Last Sunday of Epiphany – Sunday, February 11, 2018

February 11, 2018  

2 Corinthians 4:3-6

These past weeks, our sermon series has been rooted on readings from Paul’s first letter to the Corinthians, which was really his second letter to the Corinthians but which we know as his first because we don’t have his first, just references to it in his second which we call his first. This week our reading is from his “2nd” letter, which must mean it is really his third, if you follow what I said about his actual first and second.

Things changed somewhere between the two letters we have in our New Testament. Rather than focus on the fracturing that as occurring in the congregation in Corinth, as he did in the “first” letter, in this letter Paul seems to be defending himself, and more appropriately, his work with the congregation. There were those in the congregation who weren’t impressed by Paul, or by his work. This left Paul frustrated and defensive. He fought the need to defend himself, focusing instead on the gospel message he preached, hoping his message would speak for itself.

Remember, Paul wasn’t in Corinth, he was writing to them. There were others in Corinth, others who visited the congregation, showing up with letters of recommendation, trying to assert themselves into the life of the congregation. Those letters of commendation were working, they were sowing seeds of doubt in Paul’s leadership. It makes me think of the old saying, when the cat’s away, the mice will play. Except this wasn’t about a cat and a few mice, it was about the future of a congregation Paul dearly loved.

Paul could have gotten his own letters of recommendation. It was a common enough practice and he had more than enough standing in Christian circles, let alone Roman society. Paul’s point was—I don’t need a letter or letters of recommendation. I have you, Corinth. You are my commendation. Look at who you are. As a church. As individual people.

As one scholar wrote “the Corinthians themselves are his letters, written on ‘human hearts’ (3:3)” (The New Interpreter’s Bible, vol. 11, p. 63).


Anyone besides me watch the show “Alaska: the Last Frontier”? If you ask Jeanne she will tell you I watch “anything Alaska.” If there was a TV network showing shows only from or about Alaska, I would probably retire and do nothing but watch TV.

This past Sunday night the Discovery network ran a marathon of Alaska: the Last Frontier. I was in Alaska heaven.  The show is about an extended family living on land in Alaska that has been home to four generations.

In one of Sunday’s episodes one of the 2nd generation fathers was working his horses with his adult son (3rd generation). When the adult son was a child, growing up on the ranch, he watched his father “break” horses. He described it as violent and frightening.

The son was afraid of horses. He says his fear was rooted in watching his dad “break” them.

When his dad invited him to come “work” the horses, he was skeptical.

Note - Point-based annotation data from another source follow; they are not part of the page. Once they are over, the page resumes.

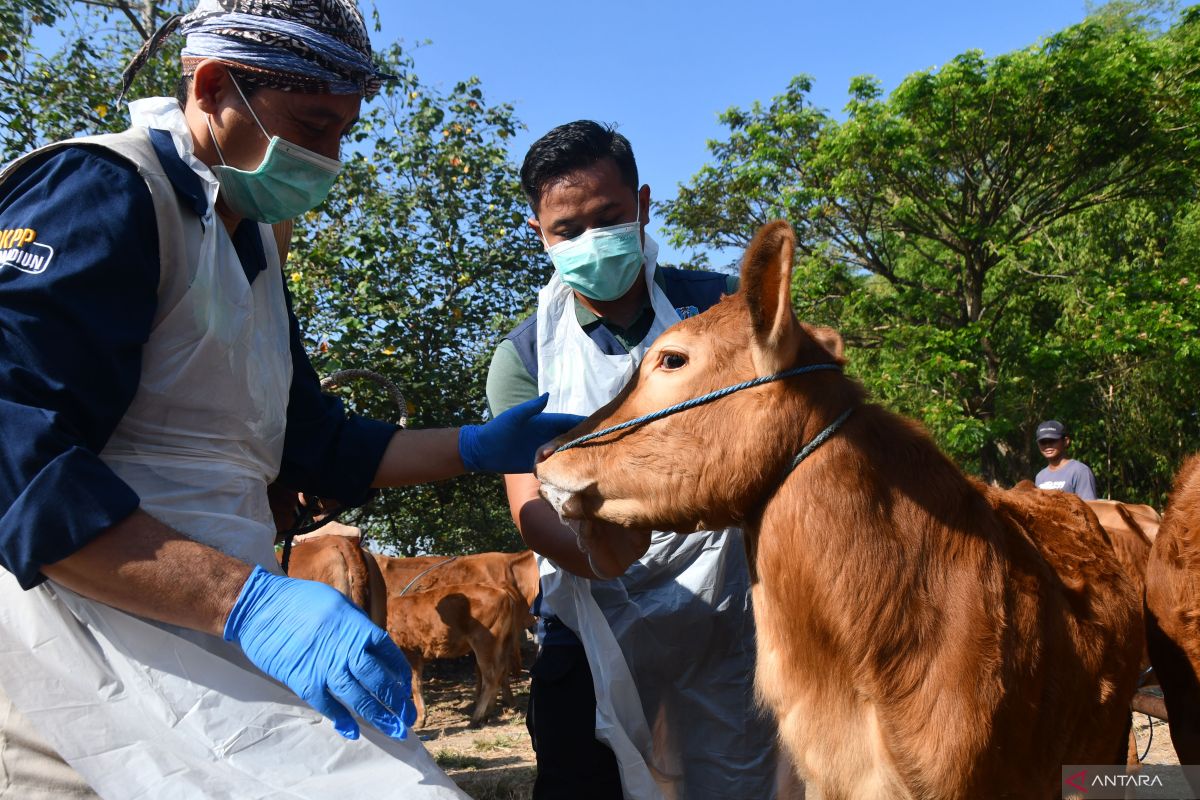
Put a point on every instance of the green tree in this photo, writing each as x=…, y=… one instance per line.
x=414, y=268
x=929, y=217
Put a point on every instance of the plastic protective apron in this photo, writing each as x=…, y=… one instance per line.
x=671, y=642
x=148, y=710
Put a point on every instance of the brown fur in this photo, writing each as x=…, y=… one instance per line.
x=449, y=621
x=921, y=635
x=341, y=563
x=1173, y=611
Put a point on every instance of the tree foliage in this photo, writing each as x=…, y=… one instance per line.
x=415, y=268
x=1001, y=240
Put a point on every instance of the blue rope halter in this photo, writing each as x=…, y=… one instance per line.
x=820, y=439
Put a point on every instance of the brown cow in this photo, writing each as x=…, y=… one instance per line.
x=449, y=621
x=919, y=633
x=339, y=560
x=517, y=571
x=1173, y=611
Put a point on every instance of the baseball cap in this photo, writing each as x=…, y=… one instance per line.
x=1051, y=429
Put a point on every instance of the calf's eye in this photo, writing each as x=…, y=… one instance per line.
x=673, y=361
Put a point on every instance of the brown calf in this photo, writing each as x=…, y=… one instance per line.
x=515, y=571
x=919, y=633
x=449, y=621
x=1173, y=611
x=337, y=560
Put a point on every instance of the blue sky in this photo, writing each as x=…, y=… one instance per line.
x=663, y=70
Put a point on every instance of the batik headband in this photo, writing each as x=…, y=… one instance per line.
x=306, y=46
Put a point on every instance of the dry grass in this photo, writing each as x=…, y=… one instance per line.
x=496, y=762
x=493, y=762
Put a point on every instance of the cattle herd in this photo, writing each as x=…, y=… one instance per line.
x=433, y=607
x=919, y=633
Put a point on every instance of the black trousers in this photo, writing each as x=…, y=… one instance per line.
x=571, y=763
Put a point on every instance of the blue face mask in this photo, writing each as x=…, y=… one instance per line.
x=601, y=263
x=289, y=181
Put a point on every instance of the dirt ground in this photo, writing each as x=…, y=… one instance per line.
x=493, y=762
x=496, y=762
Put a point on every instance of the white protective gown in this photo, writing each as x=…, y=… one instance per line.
x=149, y=710
x=671, y=642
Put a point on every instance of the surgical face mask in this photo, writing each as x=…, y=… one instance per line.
x=600, y=263
x=289, y=181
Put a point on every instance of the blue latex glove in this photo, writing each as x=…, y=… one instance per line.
x=509, y=443
x=323, y=648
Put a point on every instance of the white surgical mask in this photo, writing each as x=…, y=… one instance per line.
x=601, y=263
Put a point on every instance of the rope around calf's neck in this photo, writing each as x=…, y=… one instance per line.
x=708, y=398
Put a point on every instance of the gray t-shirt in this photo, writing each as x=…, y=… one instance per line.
x=1073, y=476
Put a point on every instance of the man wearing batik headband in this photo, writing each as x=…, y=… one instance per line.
x=153, y=384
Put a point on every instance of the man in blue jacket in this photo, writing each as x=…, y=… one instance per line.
x=151, y=385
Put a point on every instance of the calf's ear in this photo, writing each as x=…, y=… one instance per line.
x=767, y=286
x=829, y=341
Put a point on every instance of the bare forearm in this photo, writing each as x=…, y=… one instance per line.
x=145, y=567
x=540, y=527
x=544, y=533
x=419, y=457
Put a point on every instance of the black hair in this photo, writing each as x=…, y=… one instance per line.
x=571, y=146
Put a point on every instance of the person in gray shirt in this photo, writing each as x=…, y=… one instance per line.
x=1061, y=473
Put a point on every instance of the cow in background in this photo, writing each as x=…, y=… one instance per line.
x=331, y=554
x=919, y=633
x=1173, y=611
x=449, y=621
x=515, y=571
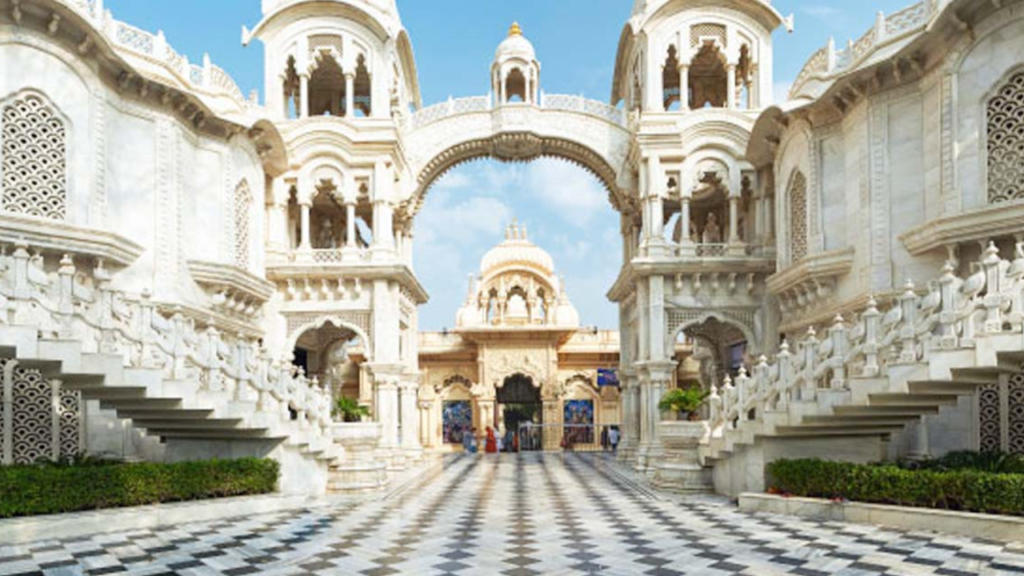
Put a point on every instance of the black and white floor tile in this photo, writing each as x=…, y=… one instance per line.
x=517, y=516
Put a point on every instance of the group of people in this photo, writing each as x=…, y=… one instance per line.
x=494, y=441
x=507, y=441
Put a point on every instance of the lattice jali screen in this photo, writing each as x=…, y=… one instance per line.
x=34, y=159
x=321, y=41
x=797, y=199
x=1006, y=141
x=1000, y=415
x=990, y=426
x=243, y=223
x=700, y=32
x=40, y=420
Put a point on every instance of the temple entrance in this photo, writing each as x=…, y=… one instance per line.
x=521, y=411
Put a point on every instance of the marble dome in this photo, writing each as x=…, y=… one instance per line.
x=515, y=46
x=516, y=249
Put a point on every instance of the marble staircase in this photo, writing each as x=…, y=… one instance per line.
x=881, y=373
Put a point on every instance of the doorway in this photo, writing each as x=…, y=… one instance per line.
x=522, y=411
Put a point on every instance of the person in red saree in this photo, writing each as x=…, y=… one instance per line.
x=492, y=443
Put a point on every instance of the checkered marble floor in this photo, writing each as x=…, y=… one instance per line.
x=517, y=516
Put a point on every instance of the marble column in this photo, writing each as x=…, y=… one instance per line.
x=410, y=420
x=684, y=216
x=305, y=243
x=684, y=87
x=303, y=95
x=350, y=224
x=731, y=86
x=349, y=94
x=733, y=219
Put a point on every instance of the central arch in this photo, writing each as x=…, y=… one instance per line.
x=588, y=133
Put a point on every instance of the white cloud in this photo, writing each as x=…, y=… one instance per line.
x=823, y=12
x=570, y=191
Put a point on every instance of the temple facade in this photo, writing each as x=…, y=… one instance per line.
x=190, y=272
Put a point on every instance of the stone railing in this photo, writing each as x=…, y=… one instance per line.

The son’s father wanted to show the son that his father was a changed man. And this is why I’m telling you the story: his father no longer “breaks” horses, he “gentles” them. Literally, that is what it is called when you try to tame a wild horse using this new method, it is called “gentling.”

The 2nd generation man wanted the 3rd generation man, his son, to see that what was written on the 2nd generation man’s heart had changed. His son saw the change. Because of the change in heart, the son began to relax. His fears were calmed.


Paul was writing to an entire congregation asking them to examine their own flesh and blood hearts (TNIB, vol. 11, p. 63). He wrote

For it is the God who said “Let light shine out of darkness,” who has shown in our hearts to give the light of the knowledge of the glory of God in the face of Jesus Christ. (4:6).

Two points:

  1. Paul was clearly saying to the Corinthians “It’s not about me. It’s about you. Or, more specifically, it is about what is written on your hearts. Look at your hearts. What are your hearts telling you about Jesus Christ?”
  2. Which is the 2nd point. It’s not about us, it is about what is written on OUR hearts? What do our hearts tell us about the God who lives and reigns in and through us? AND, what do others see in us?

Again, a scholar wrote “Christ represents and reveals God to us. When we act with love and clemency toward others, we reflect Christ to them. And, at least in some little measure, re-present Christ to them… God’s love is a powerful agent in every life it engages, so when God’s love is imaged or reflected through and beyond us, we reflect not ourselves but Christ through us” “TNIB, vo. 11, p. 79).

This is what I’ve been saying throughout our sermon series: these two (or three) letters are about ethics. They are about how we ought to live. Using the language of our religion, they are about our “life together”, our life as individual people following Jesus Christ together. As individuals, as a congregation, as one part of a larger Church of Christ on earth… What are our hearts telling us? What are we telling others?

Hopefully, our answer is that our hearts tell us we are loved… because we ARE loved.

Hopefully, we are (by the ways we live) telling others they are loved. Because they ARE loved.

This is the perfect message for our Valentine’s celebration this holy Chocolate Sunday: God loves us. And God loves the world.